ヒーロー 後編 いつかあなたと......番外編
「司さん、マリアをマリアを宜しくお願いします」
そう頼まれた。
9つのガキにだ。ってか、俺親父だ。
宜しくもなにも無い__そう思ったけど、奴の瞳があんまりにも真剣で
「おぉ 分かった」
不覚にもそう頷いちまってた。
ジョアンは、サマーバーケーションの時期になると静の実家にやって来る様になった。
いやっ、それは仕方ない。なんせ奴は藤堂家にとって大切な孫息子だ。
面白くないのは、奴が静に似て非の打ち所がないって所だ。容姿も品性も勿論だが、何よりもこうと決めたらやりぬく強さを持っていた。
12の年、奴は株の売買を始めた。未成年の投資家は売り買い出来る範囲が限られている。バイヤールの爺さんを使っていっぱしの投資家になっていった。
奴の動向を探ってる俺にも、かなりの収益が出たくらいだ。
15の年、奴は会社設立を果たした。その名もM&Jだ。マリアとジョアン___と来たもんだ。
これまた……憎らしい事に株式上場を果たしやがった。でもって、俺はそこの大株主だったりもする。
次に奴は、静が捨てた柵を、俺が捨て去りたかった柵を__自ら進んで手に入れた。
奴が参入した事で藤堂グループは、飛躍的な躍進を続けている。全くもって気にくわねぇ。
付け入る隙がない。全てが完璧だ。
そんな奴のたった一つの弱点が___マリアだ。
マリアは、まだ気が付いちゃいないが……奴のたった一つの目標でたった一つ手に入れたいもの__それがマリアだ。
マリアの全てに一喜一憂しながら愛おしそうにマリアを見てやがる。
俺の睨みなんて奴にとっては、何てことないのも気にくわねぇ。まったくもって出来過ぎだ……
で、で、で、なんだなんだ?マリアはまだ20才だぞ?
なんだなんだ
「司さん、マリア、あっ、マリアさんと結婚を前提にお付き合いさせて下さい」
ちょっとつっかえながら__好青年丸出しで俺の睨みなんて気にもせずに、キッパリと言い切った。

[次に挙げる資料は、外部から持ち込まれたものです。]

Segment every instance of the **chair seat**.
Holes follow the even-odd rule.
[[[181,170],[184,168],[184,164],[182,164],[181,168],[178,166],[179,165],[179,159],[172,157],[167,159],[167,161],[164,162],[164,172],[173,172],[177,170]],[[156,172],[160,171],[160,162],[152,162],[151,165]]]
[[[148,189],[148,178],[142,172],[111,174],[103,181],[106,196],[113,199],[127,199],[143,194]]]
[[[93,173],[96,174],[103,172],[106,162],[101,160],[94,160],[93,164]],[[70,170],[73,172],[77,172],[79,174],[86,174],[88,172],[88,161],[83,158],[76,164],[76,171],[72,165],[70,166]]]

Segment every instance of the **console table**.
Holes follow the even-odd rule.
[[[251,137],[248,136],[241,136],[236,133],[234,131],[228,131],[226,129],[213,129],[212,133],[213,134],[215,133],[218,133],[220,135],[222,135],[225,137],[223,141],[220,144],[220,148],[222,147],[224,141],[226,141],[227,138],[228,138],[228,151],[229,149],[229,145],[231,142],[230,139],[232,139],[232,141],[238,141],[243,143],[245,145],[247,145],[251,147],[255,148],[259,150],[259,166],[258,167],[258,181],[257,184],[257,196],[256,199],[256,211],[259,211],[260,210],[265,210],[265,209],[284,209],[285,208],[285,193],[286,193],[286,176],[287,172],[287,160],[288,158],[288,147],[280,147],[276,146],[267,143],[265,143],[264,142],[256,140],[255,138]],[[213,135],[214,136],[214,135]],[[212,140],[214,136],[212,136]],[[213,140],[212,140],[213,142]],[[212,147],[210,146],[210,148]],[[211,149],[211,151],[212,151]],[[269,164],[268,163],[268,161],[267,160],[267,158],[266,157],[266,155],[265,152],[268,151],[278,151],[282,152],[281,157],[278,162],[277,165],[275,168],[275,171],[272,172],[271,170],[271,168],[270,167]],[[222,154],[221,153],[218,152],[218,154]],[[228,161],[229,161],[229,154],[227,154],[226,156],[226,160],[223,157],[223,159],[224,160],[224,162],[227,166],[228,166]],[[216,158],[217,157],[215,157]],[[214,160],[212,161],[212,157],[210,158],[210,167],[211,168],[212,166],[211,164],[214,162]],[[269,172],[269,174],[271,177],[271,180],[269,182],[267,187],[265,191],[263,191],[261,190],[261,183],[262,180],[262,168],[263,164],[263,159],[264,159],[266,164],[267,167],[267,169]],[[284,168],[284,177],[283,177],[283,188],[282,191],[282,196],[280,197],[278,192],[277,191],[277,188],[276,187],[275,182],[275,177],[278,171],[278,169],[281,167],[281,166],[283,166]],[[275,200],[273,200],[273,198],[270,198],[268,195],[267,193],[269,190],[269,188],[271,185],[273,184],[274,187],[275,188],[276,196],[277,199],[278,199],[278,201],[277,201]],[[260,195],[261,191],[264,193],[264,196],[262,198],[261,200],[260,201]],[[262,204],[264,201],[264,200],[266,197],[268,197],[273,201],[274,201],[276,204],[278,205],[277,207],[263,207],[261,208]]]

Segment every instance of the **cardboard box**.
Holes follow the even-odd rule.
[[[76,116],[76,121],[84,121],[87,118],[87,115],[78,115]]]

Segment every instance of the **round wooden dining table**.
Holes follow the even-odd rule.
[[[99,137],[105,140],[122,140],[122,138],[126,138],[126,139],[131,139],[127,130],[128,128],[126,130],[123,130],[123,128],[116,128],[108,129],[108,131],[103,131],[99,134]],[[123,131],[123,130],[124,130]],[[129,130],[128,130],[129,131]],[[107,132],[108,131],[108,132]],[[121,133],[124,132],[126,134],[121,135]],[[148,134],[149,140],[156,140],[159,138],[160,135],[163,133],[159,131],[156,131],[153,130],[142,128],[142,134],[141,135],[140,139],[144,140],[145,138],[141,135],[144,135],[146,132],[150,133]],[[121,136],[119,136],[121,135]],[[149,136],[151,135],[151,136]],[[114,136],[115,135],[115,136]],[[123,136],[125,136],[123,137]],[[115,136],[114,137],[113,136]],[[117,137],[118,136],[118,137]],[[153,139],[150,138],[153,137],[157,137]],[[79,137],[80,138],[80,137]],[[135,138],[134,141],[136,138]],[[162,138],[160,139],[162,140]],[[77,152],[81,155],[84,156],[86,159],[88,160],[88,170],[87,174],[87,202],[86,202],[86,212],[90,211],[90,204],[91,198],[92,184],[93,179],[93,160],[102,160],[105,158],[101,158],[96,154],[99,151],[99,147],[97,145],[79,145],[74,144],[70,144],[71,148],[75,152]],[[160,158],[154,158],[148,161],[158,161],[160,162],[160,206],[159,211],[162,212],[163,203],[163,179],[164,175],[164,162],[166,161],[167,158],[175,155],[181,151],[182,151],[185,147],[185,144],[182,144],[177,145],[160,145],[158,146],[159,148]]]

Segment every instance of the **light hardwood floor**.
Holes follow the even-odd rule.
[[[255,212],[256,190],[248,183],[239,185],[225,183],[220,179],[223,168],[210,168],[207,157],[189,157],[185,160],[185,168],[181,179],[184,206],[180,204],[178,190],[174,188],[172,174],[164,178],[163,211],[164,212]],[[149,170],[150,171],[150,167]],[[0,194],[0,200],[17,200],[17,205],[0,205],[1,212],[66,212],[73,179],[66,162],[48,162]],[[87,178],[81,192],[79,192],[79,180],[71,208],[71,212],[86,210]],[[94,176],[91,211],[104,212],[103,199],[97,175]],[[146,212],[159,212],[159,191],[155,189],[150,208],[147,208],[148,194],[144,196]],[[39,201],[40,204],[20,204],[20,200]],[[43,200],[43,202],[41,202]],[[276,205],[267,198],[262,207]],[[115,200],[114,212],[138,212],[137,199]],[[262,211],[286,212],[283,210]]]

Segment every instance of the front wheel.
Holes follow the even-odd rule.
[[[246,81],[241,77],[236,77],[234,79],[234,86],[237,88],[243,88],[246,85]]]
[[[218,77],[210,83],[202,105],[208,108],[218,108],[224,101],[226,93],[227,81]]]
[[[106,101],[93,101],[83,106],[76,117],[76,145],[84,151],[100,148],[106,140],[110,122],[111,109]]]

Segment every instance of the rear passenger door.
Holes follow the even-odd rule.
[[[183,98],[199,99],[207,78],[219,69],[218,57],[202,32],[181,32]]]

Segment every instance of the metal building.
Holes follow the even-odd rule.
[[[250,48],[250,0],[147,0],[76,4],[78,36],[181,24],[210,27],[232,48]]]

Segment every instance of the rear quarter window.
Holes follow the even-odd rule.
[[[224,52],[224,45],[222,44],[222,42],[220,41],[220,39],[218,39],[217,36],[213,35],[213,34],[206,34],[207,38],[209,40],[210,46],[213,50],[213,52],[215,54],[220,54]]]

いつか、いつか来るとは覚悟していた。でもなぁ、マリアはまだ20歳だ。ようやっと20歳だ。
「お願いします」
「却下」
「困ります」
「しらなねぇ、却下は却下だ」
「困ります」
幾度も幾度も同じやり取りが続いた後に___
「司さん、お願いです。じゃないと俺__マリアと駆け落ちしなきゃなんなくなります」
「はぁっ?駆け落ち?」
困り果てた顔でジョアンが大きく頷いて……
今日着てたドレスをつまらねぇ嫉妬心で似合わないと言った話しから___責任を取る取らないになって、どこをどうなったのか、駆け落ちをしろと迫られたらしい。
まぁ、なんだ、俺が周りが許さなかったら、2人で駆け落ちしろと。さもなければ嫌いになると脅かされたらしい。
「ぷっ、じゃ、なんだ?お前マリアにもう既に頭が上がんねえのか?」
そう聞けば
「司さんも、つくしちゃんに頭上がんないですよね?」
シレッと言って来る。どうやら、コイツが恐れているのは、マリアの愛情を失う事だけらしい。
奴は、マリアの為なら全てを捨てる覚悟があるらしい。それこそ命さえもだ。羨ましいくらいに真っ直ぐに。ただただ真っ直ぐに、
「いやっ、どうしてダメもなら、やっぱり駆け落ちしかないですかね__はぁっーー。類さんと達が司さんからばっちり消息は消すから心配するなって…..だから、やっぱり認めてもらえないと」
ブツブツブツブツ言い出してる。
どうやら俺以外の人間には、マリアが全部話しを付けたらしい。
で、で、で、俺が許さなければ俺だけ仲間はずれにするらしい。
「なんで、なんでどうかお願いします」
目の前の好青年って奴に懇願されて___
いいや、マリアの策略に乗せられて許しちまった。
2年後__真っ赤な目を腫らして
「ジョアン、マリアをマリアを宜しくな」
そう言う羽目になっていた。
アイツの真剣な瞳を見た瞬間、覚悟はしてた筈なのにな。
マリア、お前のお前だけのヒーローと幸せに幸せになれな。